Congratulations Han Kang- the first Korean Nobel Prize Winner in Literature!

Masum Billah, dainikshiksha.com |

The theme of intense poetic prose confronting historical traumas and exposing the fragility of human life won the Nobel Prize for Literature in 2024 for South Korean author Han Kang who is the first Korean and eighteenth woman to win the literature prize out of the 117 prizes awarded since 1901. Han wins the Nobel at a time when South Korean culture has started expanding globally. Many of Han’s protagonists are women but her prose works are often narrated from the perspective of men. The principal characters in Han’s novels are typically mentally unstable, so much that they suffer from dreams that continue to affect them in daylight. She deals with the intensity and darkness in many of her books and herself says about it thus “I always feel I am questioning when I write novels, and I wanted to deal with my long-lasting question about human violence and the possibility or impossibility of refusing it. And I will be happy if the readers could share my questions.” Now, the readers of the entire globe will share her questions through her winning the most prestigious award. 

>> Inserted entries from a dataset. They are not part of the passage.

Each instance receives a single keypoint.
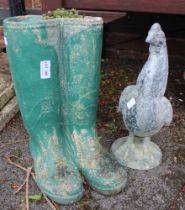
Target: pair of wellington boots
(55, 66)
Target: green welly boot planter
(32, 45)
(80, 75)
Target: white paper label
(131, 103)
(45, 69)
(5, 41)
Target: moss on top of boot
(62, 13)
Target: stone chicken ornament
(145, 109)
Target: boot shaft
(81, 47)
(32, 46)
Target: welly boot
(80, 75)
(32, 45)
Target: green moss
(62, 13)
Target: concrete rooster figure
(145, 109)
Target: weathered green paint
(80, 76)
(59, 113)
(29, 42)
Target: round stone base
(137, 153)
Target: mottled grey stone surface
(145, 109)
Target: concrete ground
(162, 188)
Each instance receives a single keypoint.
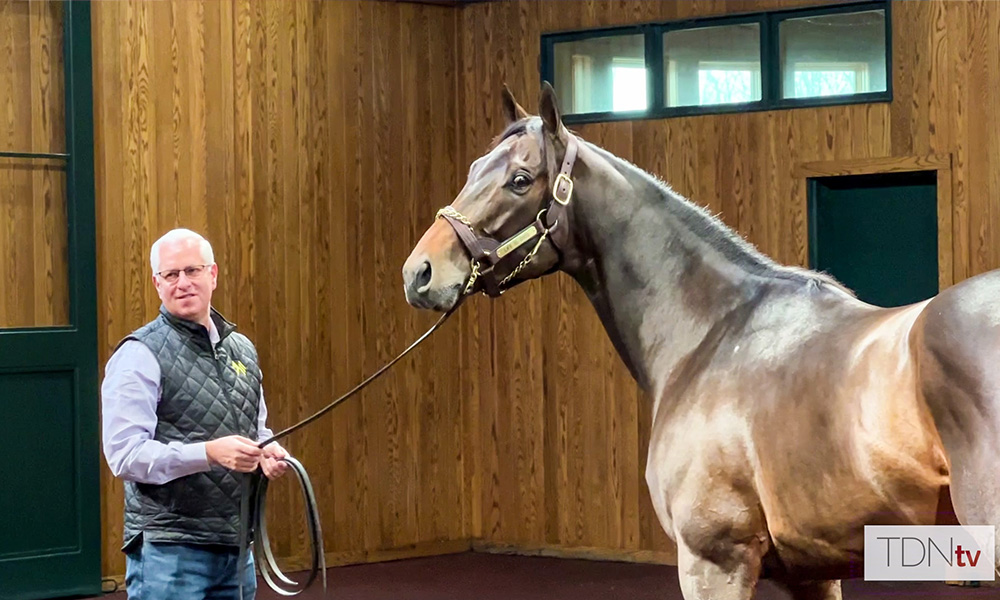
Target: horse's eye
(520, 182)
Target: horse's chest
(697, 461)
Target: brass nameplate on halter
(517, 241)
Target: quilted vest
(204, 394)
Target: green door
(877, 234)
(50, 532)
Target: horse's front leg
(815, 590)
(727, 574)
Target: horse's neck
(657, 287)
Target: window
(712, 65)
(782, 59)
(628, 80)
(816, 61)
(604, 74)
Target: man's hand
(271, 462)
(234, 452)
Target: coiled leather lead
(253, 512)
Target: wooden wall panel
(34, 290)
(590, 496)
(311, 142)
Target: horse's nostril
(423, 278)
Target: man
(182, 407)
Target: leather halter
(492, 260)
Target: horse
(787, 413)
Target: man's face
(187, 297)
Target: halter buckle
(562, 177)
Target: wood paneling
(313, 141)
(34, 288)
(310, 142)
(562, 428)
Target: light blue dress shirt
(129, 396)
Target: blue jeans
(167, 571)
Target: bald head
(180, 237)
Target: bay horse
(788, 414)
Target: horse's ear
(512, 111)
(548, 109)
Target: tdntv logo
(929, 553)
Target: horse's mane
(721, 237)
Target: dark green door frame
(940, 163)
(58, 360)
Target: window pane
(833, 55)
(712, 65)
(606, 74)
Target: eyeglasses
(192, 272)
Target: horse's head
(508, 224)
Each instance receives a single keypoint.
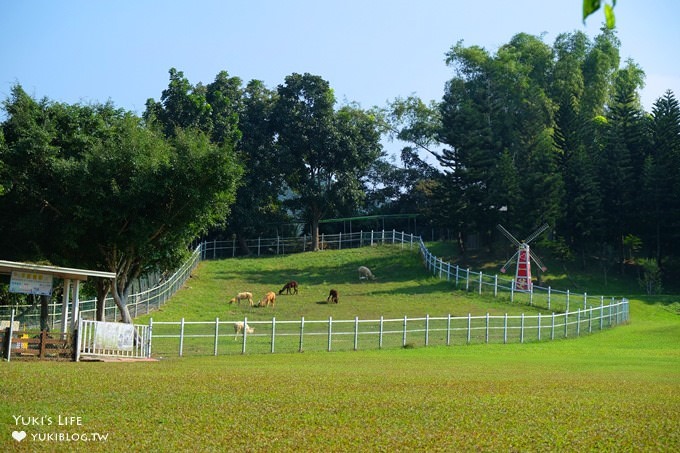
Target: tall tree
(663, 174)
(326, 153)
(258, 201)
(102, 191)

Han Kang was born in 1970 in the southwestern city of Gwangju and her father, Han Seung-won, was a novelist. She later moved to Seoul with her family and graduated from Yonsei University, majoring in Korean language and literature. As her father was a well-regarded novelist, it gave her much inspiration to be roaming in the world of literature.  She began her career in  1993 with a group of poems in a South Korean magazine, before making her prose debut in 1995 with a short story collection. She later began writing longer prose works, most notably “The Vegetarian,” one of her first books to be translated into English which won her Man Booker International Prize in 2016 which deals with bodily autonomy, agency and the struggle for survival in a conformist world. It is a heart-shattering story which leaves its readers with a rather strong feeling of unease.  The story follows a woman in Seoul who decides to stop eating meat, leading to disturbing and beautiful explorations of mental health, belief and unpredictable nature of human desire. The title itself gives us hints about its theme and really so   the plot is focused on a woman who turns vegetarian. However, this story is not about dieting or healthy eating, the novel is more about people’s cruelty and violence.

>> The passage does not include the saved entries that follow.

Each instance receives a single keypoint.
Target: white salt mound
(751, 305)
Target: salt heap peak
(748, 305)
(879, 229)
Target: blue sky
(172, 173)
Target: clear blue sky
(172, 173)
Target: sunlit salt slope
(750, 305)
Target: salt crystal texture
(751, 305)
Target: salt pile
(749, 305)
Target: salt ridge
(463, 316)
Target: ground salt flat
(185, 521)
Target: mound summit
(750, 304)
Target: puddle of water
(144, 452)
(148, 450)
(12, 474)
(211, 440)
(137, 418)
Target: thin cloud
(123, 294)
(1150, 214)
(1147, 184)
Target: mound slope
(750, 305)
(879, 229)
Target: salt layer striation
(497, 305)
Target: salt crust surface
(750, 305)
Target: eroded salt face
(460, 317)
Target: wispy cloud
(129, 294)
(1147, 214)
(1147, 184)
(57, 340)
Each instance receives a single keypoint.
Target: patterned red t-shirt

Her novel ‘Human Acts’ explores the historical trauma that happened in 1980 massacre in which hundreds of students and unarmed civilians were brutally killed by the South Korean military in the city of Gwangju means birthplace. This historical fiction novel is narrated in the first-person point of view, and the narrator uses a distraught tone and a petrified mood. The novel's central character is Dong-ho, while the adversary is the South Korean Military canon. Here themes include uprising, military brutality, mishandling of the dead, and life in prison. It also explores the themes related to several characters impacted by the event, touching on themes of trauma, grief, censorship, denial and the long-lasting effects of state violence on individuals and society. 

 ‘Greek Lessons’ was her most recent English-language release which was published in 2011 and its translated version was published in 2012.There lies a preoccupation with the human anatomy and the play between persona and experience, where a conflict arises in the work of the sculptor between what the body reveals and what it conceals. It is the story of the unlikely bond between this pair and a tender love letter to human intimacy and connection—a novel to awaken the senses, one that vividly conjures the essence of what it means to be alive. Much of Han’s work poses the question, voiced by a character in her 2019 novel “Europa,” whose protagonist is wracked by nightmares: “If you were able to live as you desire, what would you do with your life?” It is an imaginative three-part novel in which a woman who rejects the norms of her society faces intense pressure to conform. She is abused, ostracized, force-fed and hospitalized. It addresses the thread of violence that runs through a society’s conventions and the devastating toll on individuals.

The lovers of literature of this planet experience that the Nobel literature category has been dominated by white authors for the past few decades that raised questions also.  Only seven people of color have won this prestigious prize between 2000 and 2023. That’s a significant change from the Nobel literature awards of the 1980s and early 1990s.Nobel committee chairman Anders Olsson praised Han Kang’s “physical empathy for the vulnerable, often female lives” of her characters. He said her work “has a unique awareness of the connections between body and soul, the living and the dead, and in a poetic and experimental style, has become an innovator in contemporary prose. Olsson calls Han’s ‘Human Acts’ a work of “witness literature”. It is based on the real-life killing of pro-democracy protesters in Han’s home city of Gwangju in 1980. Nobel Literature committee member Anna-Karin Palm says Han writes “intense lyrical prose that is both tender and brutal, and sometimes slightly surrealistic as well”.
Special thanks and great felicitations dear winner from the people of Bangladesh!